Custom Tool Helps Hakko Set Threaded Inserts

When the tool you need doesn’t exist, you have to make it yourself. Come to think of it, even if the tool exists, it’s often way more fun to make it yourself. The former situation, though, is one that [Sean Hodgins] found himself in with regard to threaded inserts. Rather than suffer from the wrong tool for the job, he machined his own custom threaded insert tool for his Hakko soldering iron.

Like many of us, [Sean] has embraced the use of heat-set threaded inserts to beef up the mechanical connections on his 3D-printed parts. [Sean] dedicated a soldering iron to the task, equipping it with a tip especially for the job. But it was the flavor of iron proverbially known as a “fire stick” and he found that this iron was too hot for PLA prints. As the new owner of a lathe, he was able to make quick work of the job using a piece of brass rod stock. Luckily, Hakko tips just slip on the heating element, so no threading operations were needed. [Sean] made insert tips for multiple sized inserts, and the results speak for themselves.

If you haven’t tried these out yet, check out [Joshua Vasquez’s] excellent guide on heat-set inserts. You’ll find this guide to the relative merits of the different types useful when ordering inserts. And if you’ve got the itch to buy a lathe now, we’ve got you covered there too.

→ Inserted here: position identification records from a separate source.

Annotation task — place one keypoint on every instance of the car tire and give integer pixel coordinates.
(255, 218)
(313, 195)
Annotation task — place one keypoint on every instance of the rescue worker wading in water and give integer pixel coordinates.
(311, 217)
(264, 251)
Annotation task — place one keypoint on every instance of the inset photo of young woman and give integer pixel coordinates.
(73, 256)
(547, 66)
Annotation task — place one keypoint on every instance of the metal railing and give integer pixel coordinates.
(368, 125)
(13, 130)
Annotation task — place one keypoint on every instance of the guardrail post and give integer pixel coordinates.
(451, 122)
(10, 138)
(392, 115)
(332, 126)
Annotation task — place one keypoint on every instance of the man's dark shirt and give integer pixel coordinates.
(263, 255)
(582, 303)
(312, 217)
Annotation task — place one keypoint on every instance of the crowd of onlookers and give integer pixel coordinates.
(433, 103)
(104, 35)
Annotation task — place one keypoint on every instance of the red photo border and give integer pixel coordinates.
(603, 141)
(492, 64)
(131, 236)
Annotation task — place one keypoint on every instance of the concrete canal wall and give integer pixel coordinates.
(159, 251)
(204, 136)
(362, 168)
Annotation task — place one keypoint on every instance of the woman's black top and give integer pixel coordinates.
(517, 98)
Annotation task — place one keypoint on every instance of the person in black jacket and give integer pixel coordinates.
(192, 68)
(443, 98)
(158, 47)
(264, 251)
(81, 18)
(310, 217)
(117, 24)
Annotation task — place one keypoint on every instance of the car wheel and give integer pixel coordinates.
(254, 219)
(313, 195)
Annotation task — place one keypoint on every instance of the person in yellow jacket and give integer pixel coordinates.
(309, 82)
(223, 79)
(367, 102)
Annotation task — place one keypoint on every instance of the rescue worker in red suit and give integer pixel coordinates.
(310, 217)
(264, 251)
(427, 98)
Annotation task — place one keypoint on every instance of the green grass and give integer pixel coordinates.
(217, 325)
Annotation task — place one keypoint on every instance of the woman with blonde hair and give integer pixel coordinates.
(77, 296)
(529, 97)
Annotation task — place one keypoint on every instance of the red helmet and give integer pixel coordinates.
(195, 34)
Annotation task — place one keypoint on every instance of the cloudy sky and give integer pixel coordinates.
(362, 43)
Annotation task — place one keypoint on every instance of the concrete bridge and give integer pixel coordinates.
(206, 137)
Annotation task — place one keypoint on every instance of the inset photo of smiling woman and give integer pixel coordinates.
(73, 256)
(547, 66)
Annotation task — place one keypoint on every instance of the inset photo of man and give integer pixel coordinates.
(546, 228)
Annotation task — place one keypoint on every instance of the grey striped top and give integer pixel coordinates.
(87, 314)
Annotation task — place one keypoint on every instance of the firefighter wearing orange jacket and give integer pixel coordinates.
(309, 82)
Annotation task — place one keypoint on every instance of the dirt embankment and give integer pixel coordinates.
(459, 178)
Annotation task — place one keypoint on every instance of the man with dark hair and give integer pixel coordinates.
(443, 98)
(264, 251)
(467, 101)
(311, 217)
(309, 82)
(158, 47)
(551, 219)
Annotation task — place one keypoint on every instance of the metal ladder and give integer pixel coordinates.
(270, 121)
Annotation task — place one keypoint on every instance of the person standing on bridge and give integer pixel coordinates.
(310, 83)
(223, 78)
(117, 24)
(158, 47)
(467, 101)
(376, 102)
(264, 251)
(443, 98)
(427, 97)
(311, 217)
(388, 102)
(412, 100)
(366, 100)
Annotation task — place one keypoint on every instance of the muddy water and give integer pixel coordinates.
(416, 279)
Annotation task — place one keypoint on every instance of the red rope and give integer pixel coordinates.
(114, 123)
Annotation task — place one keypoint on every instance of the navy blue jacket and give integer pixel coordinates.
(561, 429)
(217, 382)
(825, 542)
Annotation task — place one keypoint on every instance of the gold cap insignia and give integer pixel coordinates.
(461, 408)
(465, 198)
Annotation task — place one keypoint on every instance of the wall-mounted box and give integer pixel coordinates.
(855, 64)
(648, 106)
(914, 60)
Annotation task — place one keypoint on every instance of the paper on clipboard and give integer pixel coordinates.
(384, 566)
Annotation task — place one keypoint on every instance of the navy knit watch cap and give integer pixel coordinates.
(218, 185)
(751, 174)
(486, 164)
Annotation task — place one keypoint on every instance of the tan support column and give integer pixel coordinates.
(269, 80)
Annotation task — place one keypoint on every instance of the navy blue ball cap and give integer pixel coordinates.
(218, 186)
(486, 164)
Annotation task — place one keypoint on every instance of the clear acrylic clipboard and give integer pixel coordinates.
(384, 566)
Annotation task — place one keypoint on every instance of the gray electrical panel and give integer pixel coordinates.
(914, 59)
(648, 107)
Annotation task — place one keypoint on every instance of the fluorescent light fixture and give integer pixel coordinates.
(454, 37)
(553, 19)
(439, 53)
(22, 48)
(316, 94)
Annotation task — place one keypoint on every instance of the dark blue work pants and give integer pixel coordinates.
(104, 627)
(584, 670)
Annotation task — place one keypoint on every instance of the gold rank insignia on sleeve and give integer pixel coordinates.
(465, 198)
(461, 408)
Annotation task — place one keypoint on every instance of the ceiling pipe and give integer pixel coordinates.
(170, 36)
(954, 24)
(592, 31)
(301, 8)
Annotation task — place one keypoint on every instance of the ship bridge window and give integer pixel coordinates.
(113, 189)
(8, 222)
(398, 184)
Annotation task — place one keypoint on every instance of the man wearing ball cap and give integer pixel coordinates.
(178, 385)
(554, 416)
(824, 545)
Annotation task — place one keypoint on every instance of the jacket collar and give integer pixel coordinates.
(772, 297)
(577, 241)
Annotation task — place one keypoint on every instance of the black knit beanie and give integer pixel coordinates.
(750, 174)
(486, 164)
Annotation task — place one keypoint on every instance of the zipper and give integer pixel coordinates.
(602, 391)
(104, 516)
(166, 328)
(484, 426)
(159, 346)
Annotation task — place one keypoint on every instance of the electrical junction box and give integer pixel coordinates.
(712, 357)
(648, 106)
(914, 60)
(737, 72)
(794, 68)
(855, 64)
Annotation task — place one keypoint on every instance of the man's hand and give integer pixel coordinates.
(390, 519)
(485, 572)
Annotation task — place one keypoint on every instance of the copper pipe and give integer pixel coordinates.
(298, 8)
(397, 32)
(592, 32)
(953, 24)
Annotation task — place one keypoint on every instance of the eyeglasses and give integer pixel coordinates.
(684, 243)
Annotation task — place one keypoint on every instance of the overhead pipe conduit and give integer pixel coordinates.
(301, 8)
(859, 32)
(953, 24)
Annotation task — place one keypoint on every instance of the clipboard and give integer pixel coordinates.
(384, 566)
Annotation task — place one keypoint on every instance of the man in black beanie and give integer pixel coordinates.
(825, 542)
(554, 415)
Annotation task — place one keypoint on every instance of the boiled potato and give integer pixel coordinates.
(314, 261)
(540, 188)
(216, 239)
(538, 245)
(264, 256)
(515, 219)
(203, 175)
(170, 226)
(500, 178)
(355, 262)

10 thoughts on “Custom Tool Helps Hakko Set Threaded Inserts

      1. I bought the Adafruit tool, which was too big for my cheap, weird Jaycar mini soldering station. I wrapped the heating element in foil until it was snug fit in the adafruit tool. Not a very clever hack but cheap and it works great. If I did have a lathe I probably would have used it as an excuse to blow off an afternoon turning down the perfect custom tool instead of settling for good enough amf finishing the job :-)

    1. I know it doesn’t cover all use cases, but I press the inserts about 90% of the way into the part, then flip the part upside down and press it down against my work surface until it cools. Seems to work pretty good on keeping the inserts straight.

  1. Nice hack! I would have tried a different order of operations on the lathe to minimize deflection. I would have started with the piece chucked short, center drill, drill. Rechuck long, live-center the drilled hole in order to cut the OD. Flip, chuck short and face.

    Also, please practice the good habit to never leave your chuck key in the chuck. It’s either in your hand or off of the lathe completely. It only takes one moment of distraction for a poor habit to potentially turn into a very serious injury. I presume you removed your safety glasses before turning the camera around.